Professional Services Accounting ARTICLE -

Best Practices to Comply with ERISA Section 408(b)(2)

 

Target Audience: Legal Professionals, Professional Service Firms, Law Firm Partners, Law Firm Accounting


What is your law firm doing  to make sure it is following best practices to comply with ERISA Section 408(b)(2) in case of a plan audit to reduce the likelihood of a reportable  “prohibited transaction” which could trigger an Internal Revenue Service (IRS) or Department of Labor (DOL) audit, fines and penalties?

To achieve the goals of the new laws, participants and sponsors will have access to more information which will increase the responsibility of plan sponsors to act upon the information received.
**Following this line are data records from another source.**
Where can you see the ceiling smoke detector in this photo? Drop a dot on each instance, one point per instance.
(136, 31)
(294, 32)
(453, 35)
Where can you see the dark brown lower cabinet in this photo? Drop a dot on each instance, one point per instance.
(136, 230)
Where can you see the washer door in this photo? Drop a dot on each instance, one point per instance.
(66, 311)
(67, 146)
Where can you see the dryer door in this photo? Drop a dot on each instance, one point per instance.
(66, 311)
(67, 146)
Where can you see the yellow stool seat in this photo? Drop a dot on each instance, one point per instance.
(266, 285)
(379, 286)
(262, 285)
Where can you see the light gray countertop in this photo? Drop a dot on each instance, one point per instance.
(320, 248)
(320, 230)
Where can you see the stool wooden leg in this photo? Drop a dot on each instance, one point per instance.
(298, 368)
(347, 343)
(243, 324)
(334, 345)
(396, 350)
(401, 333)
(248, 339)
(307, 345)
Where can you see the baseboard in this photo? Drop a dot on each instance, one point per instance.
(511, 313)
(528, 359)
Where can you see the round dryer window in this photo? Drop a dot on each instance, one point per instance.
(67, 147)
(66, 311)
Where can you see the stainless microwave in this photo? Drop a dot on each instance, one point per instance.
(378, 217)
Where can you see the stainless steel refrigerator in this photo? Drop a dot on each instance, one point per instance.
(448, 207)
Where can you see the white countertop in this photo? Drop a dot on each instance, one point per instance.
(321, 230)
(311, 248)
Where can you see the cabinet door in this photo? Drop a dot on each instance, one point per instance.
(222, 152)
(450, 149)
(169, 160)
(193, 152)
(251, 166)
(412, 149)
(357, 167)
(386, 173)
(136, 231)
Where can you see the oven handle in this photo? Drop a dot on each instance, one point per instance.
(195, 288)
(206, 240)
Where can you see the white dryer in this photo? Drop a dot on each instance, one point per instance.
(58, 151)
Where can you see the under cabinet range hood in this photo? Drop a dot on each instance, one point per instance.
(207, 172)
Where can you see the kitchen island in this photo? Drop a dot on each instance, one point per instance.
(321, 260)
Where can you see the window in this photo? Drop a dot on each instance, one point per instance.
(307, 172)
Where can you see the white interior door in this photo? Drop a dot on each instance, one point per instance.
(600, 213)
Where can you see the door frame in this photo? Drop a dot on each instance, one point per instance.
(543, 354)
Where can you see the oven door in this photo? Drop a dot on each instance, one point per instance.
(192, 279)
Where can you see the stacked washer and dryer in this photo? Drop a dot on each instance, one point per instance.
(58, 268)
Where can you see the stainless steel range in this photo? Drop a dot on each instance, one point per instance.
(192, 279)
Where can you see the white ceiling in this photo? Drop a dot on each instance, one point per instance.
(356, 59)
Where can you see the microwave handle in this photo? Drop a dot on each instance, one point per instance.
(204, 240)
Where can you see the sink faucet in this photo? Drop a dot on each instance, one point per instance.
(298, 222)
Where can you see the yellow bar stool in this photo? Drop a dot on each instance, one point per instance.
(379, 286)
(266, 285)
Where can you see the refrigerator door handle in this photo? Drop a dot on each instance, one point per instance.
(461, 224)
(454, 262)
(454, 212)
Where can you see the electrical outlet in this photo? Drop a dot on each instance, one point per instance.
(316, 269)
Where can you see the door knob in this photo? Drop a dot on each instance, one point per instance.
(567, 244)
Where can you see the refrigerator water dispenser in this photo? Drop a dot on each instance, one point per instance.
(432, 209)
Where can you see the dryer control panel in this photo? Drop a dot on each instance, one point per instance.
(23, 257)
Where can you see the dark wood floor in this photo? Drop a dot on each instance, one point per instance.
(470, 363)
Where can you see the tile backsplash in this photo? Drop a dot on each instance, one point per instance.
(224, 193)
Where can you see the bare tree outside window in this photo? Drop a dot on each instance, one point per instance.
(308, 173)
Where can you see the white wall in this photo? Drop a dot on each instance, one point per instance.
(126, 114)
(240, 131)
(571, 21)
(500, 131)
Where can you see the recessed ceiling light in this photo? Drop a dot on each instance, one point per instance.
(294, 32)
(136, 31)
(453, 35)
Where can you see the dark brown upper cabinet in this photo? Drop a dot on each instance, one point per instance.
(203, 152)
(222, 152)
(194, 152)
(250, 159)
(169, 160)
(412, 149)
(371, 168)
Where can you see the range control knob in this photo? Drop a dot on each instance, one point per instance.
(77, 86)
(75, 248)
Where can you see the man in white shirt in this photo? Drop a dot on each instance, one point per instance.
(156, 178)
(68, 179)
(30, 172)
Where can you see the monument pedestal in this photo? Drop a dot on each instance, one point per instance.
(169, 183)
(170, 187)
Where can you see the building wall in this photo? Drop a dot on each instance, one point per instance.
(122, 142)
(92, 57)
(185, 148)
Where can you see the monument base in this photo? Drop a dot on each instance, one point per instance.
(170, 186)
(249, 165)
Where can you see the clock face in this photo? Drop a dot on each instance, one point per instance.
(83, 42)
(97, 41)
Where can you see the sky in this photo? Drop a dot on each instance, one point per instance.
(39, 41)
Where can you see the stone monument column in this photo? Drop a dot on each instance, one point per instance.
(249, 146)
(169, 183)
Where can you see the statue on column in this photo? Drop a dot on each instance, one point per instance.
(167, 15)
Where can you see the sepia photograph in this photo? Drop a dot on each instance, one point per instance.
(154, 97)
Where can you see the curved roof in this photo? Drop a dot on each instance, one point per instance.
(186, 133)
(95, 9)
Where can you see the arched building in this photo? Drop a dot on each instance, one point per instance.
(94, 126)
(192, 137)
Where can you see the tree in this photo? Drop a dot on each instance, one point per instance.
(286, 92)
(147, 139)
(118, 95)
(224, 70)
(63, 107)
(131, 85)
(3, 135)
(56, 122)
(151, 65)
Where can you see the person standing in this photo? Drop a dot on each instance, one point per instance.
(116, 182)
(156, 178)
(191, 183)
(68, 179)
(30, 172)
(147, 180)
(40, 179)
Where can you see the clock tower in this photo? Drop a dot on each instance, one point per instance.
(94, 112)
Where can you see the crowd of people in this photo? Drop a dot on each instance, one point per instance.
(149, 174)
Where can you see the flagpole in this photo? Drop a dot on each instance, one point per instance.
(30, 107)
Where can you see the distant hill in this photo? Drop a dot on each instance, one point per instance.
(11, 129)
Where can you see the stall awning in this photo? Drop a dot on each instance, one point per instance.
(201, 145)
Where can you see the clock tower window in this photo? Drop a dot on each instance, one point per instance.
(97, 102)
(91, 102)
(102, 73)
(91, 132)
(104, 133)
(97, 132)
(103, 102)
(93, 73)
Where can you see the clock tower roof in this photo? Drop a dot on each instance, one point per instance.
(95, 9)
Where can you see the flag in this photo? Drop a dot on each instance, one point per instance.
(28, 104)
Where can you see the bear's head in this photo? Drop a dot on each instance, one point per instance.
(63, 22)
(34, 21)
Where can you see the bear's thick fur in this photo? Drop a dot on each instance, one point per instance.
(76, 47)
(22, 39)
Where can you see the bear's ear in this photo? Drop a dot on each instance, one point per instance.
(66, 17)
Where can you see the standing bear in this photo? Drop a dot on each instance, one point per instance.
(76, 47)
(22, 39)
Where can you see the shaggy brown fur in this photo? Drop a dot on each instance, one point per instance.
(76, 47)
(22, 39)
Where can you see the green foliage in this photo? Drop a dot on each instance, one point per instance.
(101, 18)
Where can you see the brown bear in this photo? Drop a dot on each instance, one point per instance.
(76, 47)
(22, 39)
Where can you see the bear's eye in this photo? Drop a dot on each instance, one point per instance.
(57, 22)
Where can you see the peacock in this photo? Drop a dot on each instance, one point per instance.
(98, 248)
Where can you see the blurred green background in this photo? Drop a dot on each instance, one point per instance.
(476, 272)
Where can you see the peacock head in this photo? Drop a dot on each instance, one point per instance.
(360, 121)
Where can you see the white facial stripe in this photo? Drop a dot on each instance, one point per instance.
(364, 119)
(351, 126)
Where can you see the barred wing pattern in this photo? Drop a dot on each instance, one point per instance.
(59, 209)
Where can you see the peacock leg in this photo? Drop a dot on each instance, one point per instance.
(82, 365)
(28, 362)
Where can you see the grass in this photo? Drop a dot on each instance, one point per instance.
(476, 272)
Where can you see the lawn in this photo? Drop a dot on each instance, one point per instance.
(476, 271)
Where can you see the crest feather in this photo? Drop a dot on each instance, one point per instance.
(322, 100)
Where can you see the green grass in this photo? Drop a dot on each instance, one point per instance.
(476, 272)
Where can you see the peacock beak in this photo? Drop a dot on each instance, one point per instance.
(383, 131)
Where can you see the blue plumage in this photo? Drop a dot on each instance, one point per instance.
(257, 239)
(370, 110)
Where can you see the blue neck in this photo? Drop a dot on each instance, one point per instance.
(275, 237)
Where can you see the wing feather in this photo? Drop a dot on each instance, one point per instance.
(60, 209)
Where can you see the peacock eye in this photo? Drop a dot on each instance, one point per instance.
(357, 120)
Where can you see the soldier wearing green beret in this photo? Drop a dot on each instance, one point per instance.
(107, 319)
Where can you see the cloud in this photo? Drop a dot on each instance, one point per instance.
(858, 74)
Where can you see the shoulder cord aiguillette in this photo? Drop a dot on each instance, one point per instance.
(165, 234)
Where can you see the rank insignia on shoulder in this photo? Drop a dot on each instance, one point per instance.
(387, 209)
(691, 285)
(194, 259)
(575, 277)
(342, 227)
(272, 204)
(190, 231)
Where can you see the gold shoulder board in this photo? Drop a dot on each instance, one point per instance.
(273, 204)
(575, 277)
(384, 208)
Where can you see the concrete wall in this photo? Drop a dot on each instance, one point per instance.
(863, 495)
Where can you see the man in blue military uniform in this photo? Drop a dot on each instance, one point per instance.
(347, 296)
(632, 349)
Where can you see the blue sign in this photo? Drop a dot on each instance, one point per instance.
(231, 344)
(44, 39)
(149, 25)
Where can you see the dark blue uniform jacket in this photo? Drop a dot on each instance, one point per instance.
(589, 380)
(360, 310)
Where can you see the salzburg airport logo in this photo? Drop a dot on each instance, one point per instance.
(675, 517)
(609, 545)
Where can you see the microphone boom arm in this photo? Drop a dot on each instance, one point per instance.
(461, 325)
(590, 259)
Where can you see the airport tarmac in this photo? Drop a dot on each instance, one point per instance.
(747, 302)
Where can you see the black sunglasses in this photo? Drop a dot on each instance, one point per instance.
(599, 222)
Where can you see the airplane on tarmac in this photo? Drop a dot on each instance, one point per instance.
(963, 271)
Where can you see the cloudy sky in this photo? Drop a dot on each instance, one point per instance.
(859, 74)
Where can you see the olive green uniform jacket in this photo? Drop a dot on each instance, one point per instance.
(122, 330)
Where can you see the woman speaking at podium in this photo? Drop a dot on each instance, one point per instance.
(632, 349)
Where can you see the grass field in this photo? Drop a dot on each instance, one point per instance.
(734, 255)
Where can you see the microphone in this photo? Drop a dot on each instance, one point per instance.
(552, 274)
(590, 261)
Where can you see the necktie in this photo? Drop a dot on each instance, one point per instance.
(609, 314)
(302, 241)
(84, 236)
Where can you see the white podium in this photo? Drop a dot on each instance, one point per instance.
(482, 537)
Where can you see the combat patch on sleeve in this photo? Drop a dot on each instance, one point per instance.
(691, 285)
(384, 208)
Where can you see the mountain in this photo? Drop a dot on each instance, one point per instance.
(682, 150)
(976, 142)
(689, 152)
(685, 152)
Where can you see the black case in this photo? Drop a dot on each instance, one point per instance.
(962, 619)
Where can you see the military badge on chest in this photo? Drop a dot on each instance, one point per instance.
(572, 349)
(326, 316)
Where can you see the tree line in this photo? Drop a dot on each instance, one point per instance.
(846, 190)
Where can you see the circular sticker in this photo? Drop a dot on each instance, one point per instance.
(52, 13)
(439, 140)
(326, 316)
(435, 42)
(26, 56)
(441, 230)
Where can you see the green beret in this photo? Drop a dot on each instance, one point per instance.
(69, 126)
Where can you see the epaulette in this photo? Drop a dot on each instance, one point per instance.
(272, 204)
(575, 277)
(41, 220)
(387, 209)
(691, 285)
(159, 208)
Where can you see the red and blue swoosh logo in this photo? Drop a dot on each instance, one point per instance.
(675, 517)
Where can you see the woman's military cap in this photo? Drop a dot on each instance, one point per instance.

Main Goal of New ERISA Law

ERISA Section 408(b) (2) became effective July 1, 2012.  The main goal of the new law is to improve the transparency of fees and expenses charged to workers in 401(k) type arrangements and other “covered plans” by requiring access to greater information so participants can better manage their retirement savings.  Wouldn’t it be great if law firms never had to send bills, but could get paid by clients without the clients actually knowing how much the law firm was getting paid.  This is what happens when fees are “hidden” and deducted directly from participants’ investment assets to arrive at adjusted earnings or losses reported on the investments. By ensuring access to the previously undisclosed information, plan fiduciaries can assess reasonableness of compensation, identify potential conflicts of interest and satisfy reporting and disclosure requirements under ERISA.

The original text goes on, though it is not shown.